Thankfully, lodges are assuming greater responsibility as safari outfitters to make domestic travel more pleasurable and seamless for their guests, securing trekking permits and organising transfers and connections, much like Uganda Airlines’ new direct international flights are making it easier to get to Entebbe.

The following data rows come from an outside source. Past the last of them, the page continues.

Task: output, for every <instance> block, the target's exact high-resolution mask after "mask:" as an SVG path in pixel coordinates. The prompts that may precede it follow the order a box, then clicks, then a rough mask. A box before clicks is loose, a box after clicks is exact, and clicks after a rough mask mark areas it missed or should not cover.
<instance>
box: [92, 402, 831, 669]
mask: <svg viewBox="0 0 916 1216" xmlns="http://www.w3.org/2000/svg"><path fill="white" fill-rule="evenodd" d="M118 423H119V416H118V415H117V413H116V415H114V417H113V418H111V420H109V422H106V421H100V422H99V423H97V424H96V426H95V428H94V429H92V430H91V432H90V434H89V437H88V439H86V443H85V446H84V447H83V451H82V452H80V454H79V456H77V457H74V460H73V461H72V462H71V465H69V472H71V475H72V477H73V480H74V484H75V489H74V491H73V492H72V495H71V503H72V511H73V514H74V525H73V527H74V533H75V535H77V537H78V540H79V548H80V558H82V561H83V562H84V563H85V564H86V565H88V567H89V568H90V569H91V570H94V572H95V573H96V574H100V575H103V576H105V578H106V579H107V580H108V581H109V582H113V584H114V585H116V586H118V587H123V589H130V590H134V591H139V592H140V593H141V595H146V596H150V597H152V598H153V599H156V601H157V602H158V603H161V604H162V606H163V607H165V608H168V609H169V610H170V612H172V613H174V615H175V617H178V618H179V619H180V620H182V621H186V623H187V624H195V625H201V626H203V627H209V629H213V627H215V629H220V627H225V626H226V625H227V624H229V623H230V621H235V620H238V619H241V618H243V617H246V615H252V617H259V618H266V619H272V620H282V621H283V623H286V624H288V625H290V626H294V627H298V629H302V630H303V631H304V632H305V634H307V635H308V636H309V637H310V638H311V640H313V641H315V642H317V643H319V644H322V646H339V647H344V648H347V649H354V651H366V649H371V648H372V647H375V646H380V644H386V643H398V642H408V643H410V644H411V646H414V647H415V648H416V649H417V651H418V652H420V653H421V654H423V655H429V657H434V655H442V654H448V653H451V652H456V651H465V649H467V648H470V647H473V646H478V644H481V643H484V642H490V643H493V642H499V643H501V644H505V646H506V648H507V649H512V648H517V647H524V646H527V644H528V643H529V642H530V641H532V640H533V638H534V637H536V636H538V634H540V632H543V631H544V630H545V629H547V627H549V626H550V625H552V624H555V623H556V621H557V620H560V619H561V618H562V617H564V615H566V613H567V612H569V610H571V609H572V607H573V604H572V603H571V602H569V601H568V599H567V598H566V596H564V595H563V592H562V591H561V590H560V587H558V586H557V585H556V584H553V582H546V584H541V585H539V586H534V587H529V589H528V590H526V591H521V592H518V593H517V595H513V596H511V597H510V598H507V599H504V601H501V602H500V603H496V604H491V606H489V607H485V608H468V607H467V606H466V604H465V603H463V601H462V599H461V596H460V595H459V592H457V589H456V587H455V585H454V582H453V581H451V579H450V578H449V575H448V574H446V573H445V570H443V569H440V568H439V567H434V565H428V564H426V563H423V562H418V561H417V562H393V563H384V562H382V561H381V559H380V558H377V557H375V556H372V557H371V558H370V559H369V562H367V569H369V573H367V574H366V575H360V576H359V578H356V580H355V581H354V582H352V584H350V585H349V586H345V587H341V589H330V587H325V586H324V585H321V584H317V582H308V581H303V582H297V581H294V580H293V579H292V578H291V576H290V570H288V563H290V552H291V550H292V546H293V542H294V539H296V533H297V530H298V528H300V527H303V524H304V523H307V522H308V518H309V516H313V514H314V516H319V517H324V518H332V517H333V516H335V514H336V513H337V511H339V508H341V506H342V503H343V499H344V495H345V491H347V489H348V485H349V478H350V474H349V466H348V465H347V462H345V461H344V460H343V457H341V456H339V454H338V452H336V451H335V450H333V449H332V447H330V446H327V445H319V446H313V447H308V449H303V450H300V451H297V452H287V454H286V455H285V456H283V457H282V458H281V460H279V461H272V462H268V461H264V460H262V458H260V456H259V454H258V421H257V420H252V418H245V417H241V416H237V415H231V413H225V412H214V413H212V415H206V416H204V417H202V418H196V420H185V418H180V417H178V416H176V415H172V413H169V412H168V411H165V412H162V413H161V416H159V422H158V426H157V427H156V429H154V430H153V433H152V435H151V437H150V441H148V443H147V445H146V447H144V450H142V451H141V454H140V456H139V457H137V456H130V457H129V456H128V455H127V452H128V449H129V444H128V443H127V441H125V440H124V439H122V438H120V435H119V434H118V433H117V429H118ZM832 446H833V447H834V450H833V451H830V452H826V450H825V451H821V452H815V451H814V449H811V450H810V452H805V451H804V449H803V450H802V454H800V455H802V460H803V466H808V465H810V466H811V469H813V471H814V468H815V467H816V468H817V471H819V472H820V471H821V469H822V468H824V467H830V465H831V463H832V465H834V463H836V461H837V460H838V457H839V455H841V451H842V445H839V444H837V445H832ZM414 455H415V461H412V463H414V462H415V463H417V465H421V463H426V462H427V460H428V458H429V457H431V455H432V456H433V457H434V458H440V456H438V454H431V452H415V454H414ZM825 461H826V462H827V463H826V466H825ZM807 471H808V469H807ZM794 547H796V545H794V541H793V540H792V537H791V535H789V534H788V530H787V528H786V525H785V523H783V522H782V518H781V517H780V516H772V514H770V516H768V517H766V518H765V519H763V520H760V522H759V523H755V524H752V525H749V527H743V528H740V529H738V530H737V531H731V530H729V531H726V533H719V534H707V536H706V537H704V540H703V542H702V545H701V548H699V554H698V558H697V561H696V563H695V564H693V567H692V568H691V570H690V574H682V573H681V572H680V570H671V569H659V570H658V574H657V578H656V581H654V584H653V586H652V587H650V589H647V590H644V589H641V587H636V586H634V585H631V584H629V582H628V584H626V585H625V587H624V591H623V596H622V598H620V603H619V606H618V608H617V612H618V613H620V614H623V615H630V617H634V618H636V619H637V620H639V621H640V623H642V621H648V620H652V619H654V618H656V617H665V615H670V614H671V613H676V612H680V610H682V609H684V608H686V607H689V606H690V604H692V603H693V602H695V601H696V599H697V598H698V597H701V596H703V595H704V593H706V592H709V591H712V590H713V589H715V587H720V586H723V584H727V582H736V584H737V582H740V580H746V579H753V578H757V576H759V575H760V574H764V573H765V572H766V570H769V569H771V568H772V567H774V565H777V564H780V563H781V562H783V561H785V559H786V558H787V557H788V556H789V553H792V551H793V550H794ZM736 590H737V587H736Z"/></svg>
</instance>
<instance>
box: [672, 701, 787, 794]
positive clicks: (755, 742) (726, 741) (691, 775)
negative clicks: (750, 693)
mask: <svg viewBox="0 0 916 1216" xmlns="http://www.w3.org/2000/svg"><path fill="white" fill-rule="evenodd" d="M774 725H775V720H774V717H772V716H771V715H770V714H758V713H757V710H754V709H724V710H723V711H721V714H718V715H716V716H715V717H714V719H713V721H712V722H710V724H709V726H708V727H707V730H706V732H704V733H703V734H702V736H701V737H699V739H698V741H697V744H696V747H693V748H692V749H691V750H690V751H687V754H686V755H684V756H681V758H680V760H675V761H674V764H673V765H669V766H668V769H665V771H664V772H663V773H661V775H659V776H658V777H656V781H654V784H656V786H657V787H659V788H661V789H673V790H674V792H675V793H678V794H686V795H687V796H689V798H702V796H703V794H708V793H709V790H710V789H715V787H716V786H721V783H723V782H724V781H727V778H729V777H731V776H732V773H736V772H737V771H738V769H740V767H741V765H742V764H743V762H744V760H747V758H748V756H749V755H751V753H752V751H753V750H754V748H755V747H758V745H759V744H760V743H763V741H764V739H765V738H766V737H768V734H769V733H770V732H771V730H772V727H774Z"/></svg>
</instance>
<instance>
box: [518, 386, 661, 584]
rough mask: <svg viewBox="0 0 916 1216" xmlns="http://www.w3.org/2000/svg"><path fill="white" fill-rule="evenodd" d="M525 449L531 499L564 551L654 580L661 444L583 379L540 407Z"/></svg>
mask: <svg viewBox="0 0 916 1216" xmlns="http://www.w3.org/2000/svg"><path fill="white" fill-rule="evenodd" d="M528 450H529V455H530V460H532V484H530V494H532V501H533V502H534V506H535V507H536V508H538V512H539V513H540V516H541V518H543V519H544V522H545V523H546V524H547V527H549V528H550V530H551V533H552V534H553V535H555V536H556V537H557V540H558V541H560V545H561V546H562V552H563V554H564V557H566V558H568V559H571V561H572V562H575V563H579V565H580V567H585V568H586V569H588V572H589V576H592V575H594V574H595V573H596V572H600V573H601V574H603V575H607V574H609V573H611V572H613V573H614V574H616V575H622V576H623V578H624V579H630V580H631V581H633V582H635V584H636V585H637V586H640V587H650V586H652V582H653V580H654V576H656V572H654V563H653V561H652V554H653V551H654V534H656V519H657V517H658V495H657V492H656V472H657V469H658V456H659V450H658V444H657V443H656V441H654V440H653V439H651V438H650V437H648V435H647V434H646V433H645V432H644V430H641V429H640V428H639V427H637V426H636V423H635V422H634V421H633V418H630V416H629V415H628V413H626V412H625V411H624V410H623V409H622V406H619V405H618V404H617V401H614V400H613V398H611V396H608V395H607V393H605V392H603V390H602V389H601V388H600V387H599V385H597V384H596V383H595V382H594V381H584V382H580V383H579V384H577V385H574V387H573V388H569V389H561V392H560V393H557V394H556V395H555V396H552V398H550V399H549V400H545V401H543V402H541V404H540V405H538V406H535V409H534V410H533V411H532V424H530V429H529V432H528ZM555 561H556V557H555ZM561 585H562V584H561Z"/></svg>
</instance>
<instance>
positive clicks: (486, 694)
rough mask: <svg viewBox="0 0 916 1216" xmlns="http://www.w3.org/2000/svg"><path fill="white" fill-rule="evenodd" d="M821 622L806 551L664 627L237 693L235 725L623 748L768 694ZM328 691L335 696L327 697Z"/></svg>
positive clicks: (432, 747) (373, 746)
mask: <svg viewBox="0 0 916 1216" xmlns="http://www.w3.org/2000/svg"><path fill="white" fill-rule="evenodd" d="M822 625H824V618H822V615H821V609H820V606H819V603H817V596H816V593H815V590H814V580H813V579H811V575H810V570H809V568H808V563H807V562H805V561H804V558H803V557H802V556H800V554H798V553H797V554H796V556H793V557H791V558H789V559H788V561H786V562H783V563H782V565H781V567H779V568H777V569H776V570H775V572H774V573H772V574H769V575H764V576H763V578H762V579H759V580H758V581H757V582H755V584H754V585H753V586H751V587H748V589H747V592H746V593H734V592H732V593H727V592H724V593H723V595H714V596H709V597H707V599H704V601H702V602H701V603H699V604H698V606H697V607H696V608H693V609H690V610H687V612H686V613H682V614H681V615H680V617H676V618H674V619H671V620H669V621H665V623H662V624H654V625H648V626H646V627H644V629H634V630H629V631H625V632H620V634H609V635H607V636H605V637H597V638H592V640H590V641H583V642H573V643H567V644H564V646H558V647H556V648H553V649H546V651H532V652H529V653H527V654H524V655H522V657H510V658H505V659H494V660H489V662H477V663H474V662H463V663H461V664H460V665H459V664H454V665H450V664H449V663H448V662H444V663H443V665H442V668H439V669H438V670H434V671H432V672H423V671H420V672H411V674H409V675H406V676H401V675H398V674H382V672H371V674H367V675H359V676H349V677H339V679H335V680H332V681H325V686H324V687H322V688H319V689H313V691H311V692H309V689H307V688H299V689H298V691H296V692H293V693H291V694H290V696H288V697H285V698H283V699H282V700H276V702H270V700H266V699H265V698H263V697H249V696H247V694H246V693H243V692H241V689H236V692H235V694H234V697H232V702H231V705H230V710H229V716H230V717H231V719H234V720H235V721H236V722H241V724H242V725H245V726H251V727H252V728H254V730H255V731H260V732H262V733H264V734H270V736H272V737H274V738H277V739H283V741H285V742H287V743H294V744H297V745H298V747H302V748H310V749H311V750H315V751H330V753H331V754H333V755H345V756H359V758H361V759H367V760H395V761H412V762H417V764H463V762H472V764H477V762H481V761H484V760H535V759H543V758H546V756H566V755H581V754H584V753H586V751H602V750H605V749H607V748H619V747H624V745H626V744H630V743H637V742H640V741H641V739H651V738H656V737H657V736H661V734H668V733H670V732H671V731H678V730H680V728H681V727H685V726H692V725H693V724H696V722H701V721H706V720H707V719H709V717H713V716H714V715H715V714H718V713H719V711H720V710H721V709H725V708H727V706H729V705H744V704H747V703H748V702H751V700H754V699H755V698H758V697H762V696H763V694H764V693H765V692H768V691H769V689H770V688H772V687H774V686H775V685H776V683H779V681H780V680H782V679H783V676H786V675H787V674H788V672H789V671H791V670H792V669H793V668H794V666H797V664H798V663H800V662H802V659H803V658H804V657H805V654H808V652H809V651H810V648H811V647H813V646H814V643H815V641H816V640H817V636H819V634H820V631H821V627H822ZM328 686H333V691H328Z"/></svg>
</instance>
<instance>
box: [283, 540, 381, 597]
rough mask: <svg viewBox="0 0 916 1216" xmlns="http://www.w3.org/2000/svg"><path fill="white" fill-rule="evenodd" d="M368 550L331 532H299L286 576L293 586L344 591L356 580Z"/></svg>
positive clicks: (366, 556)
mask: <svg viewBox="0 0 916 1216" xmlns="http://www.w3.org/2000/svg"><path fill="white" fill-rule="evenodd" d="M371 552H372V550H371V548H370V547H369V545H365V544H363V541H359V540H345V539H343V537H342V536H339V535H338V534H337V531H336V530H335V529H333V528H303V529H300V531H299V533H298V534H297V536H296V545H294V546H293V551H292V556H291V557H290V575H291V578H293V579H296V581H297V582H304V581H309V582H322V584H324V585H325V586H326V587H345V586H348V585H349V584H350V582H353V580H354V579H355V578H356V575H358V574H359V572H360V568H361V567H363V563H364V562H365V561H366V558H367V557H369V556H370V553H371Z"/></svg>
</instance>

The 10-Day Primates of the Great Rift Valley Safari in Kibale, Kyambura, and Gahinga is one of Volcanoes Safaris’ recently introduced carefully crafted itineraries. It includes both on-and off-property activities, like cocktails with a primatologist from the Kibale Chimpanzee Project and a boat cruise on the lush Kazinga Channel, which is a popular destination for wildlife like elephants and cape buffalo. The Volcanoes team can set up a helicopter from Entebbe and between any of its Uganda lodges, while the majority of their visitors go by a combination of charter jet and automobile. You’ll be among the first on the ground in an area that many advisors say is still underappreciated and unexplored, but privacy may come at an extra cost.
According to van Zyl, “it’s incredible to enter the national parks and not have a lot of other safari vehicles nearby—it feels very exclusive.” “However, I wouldn’t be shocked if Uganda became the next “it” destination in ten years as the nation continues to grow, more lodges open, and chimp trekking gains popularity.”